RFC: Source-level attribute for conservative __builtin_object_size(..., 1)

Context

Ping. Does anyone have feedback on this?

From: "Bob Wilson via cfe-dev" <cfe-dev@lists.llvm.org>
To: "Duncan P. N. Exon Smith" <dexonsmith@apple.com>
Cc: "Richard Smith" <richard@metafoo.co.uk>, "CFE Dev" <cfe-dev@lists.llvm.org>, "George Burgess IV via llvm-commits"
<llvm-commits@lists.llvm.org>
Sent: Monday, March 7, 2016 4:30:57 PM
Subject: Re: [cfe-dev] RFC: Source-level attribute for conservative __builtin_object_size(..., 1)

>
> Context
> =======
>
> r245403 and follow-ups improved __builtin_object_size(ptr, 1). The
> type=1
> version of __builtin_object_size returns the maximum possible
> distance
> between `ptr` and the end of the subobject it's part of.
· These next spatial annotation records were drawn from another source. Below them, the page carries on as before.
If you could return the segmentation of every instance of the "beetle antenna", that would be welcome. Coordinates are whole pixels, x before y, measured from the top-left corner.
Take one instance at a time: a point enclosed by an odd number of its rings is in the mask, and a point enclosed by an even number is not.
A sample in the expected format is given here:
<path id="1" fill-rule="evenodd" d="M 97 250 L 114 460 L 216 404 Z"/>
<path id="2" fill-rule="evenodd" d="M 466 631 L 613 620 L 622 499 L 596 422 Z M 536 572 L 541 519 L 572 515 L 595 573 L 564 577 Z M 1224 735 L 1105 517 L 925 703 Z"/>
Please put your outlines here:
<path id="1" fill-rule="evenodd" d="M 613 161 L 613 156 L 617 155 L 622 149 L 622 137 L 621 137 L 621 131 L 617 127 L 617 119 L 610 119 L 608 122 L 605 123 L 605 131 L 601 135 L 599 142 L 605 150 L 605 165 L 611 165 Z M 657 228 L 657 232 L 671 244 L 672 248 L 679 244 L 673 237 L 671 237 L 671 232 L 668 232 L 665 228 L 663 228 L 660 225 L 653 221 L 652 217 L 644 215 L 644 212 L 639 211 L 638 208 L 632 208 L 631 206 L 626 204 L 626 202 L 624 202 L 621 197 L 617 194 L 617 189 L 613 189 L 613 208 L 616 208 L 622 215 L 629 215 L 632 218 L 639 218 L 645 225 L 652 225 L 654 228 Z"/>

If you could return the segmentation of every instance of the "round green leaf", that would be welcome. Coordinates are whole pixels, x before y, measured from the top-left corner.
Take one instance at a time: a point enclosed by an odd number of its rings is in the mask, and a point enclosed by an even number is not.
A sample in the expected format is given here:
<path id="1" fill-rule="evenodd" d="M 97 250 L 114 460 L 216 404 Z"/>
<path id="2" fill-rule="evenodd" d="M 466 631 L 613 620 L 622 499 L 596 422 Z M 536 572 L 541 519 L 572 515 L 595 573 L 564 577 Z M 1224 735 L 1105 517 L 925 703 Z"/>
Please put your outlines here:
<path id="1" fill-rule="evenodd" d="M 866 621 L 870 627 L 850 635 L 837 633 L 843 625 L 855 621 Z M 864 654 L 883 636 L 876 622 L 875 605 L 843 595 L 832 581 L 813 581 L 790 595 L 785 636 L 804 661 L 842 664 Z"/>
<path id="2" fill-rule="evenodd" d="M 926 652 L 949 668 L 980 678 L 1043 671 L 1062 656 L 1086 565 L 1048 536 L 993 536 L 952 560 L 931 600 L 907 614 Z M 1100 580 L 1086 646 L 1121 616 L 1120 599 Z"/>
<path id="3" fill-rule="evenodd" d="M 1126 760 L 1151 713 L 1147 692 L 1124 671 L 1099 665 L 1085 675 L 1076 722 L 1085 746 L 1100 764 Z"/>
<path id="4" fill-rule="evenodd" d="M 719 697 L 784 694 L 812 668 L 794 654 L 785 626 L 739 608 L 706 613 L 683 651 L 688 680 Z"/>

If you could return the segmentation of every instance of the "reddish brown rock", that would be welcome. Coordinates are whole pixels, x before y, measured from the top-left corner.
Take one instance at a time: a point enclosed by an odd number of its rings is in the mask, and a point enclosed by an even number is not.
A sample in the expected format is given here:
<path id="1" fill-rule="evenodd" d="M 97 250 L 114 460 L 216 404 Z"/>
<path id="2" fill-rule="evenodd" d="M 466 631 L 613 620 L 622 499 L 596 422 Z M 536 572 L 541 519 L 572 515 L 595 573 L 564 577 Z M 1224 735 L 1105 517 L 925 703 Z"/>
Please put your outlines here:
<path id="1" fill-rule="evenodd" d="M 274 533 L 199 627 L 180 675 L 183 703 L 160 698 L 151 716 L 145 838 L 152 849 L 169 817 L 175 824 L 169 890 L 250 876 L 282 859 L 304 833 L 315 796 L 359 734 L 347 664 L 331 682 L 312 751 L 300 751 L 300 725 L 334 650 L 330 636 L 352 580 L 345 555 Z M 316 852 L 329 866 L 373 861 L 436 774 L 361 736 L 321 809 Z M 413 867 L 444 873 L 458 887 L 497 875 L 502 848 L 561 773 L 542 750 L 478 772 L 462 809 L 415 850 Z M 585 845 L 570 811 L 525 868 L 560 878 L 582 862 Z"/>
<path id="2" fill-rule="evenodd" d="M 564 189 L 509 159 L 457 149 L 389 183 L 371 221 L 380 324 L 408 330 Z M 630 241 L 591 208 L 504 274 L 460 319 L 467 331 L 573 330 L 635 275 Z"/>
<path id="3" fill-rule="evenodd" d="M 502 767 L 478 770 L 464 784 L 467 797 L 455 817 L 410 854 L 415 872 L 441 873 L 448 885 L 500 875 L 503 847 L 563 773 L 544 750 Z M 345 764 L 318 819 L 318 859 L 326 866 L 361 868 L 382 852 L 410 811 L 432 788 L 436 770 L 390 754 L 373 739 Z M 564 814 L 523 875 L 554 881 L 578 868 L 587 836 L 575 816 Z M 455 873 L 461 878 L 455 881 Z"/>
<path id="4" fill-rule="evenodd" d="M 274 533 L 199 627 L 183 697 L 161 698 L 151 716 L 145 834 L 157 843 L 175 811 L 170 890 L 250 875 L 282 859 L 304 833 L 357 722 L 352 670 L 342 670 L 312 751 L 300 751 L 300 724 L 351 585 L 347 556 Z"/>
E.g., in:
> ```
> struct S {
> int i[2];
> char c[5];
> };
> ```
> then __builtin_object_size(s.i, 1) should return 8, and
> __builtin_object_size(s.c + 2, 1) should return 3.
>
> r250488 relaxed the rules for 0- or 1-sized arrays. Consider
> ```
> struct S {
> int i[2];
> char c[0];
> };
> ```
> The expectation is that S will be over-allocated by some number of
> bytes,
> so that `S::c` has a runtime-determined array size. r250488
> changed
> __builtin_object_size(ptr, 1) to be more conservative in this case,
> falling
> back to "type=0". (Type=0 returns the maximum possible distance
> between
> `ptr` and the end of the allocation.)
>
> Problem
> =======
>
> We use __builtin_object_size(ptr, 1) in our strcpy implementation
> when
> _FORTIFY_SOURCE=2 (the default). The code is something equivalent
> to:
> ```
> #define strcpy(a, b, sz) \
> __builtin_strcpy_chk(a, b, sz, __builtin_object_size(a, 1))
> ```
>
> This is causing a problem for some
> structs in our headers that end with a char array that has a size >
> 1 and
> that are expected to be over-allocated.
>
> One example is `sockaddr_un`. From the unix(4) manpage:
> http://www.unix.com/man-page/FreeBSD/4/unix/
> ```
> struct sockaddr_un {
> u_char sun_len;
> u_char sun_family;
> char sun_path[104];
> };
> ```
>
> This has been around a long time. Unfortunately,
> `sizeof(sockaddr_un)`
> cannot really change, and there's a ton of code out there that uses
> strcpy() on this struct. We need some way for clang to be
> conservative
> in this case.
>
> Solution
> ========
>
> We're thinking about adding an attribute, something like:
> ```
> struct sockaddr_un {
> u_char sun_len;
> u_char sun_family;
> char sun_path[104] __attribute__((variable_length_array));
> };
> ```
> (is there a better name?). This would allow us to decorate our
> headers,
> and explicitly opt-in on a struct-by-struct basis to the
> conservative
> behaviour that r250488 gives to 0- and 1-sized arrays.
>
> The only other option we can think of us to be conservative
> whenever the
> the subobject is part of an array at the end of a struct.
>
> Thoughts?

Ping. Does anyone have feedback on this?

If you can add an attribute to your headers, this seems like a good solution. We might also need the conservative option for dealing with older headers. Regarding the attribute, is is really a property of the array member, or a property of the structure (i.e. that it will be overallocated)?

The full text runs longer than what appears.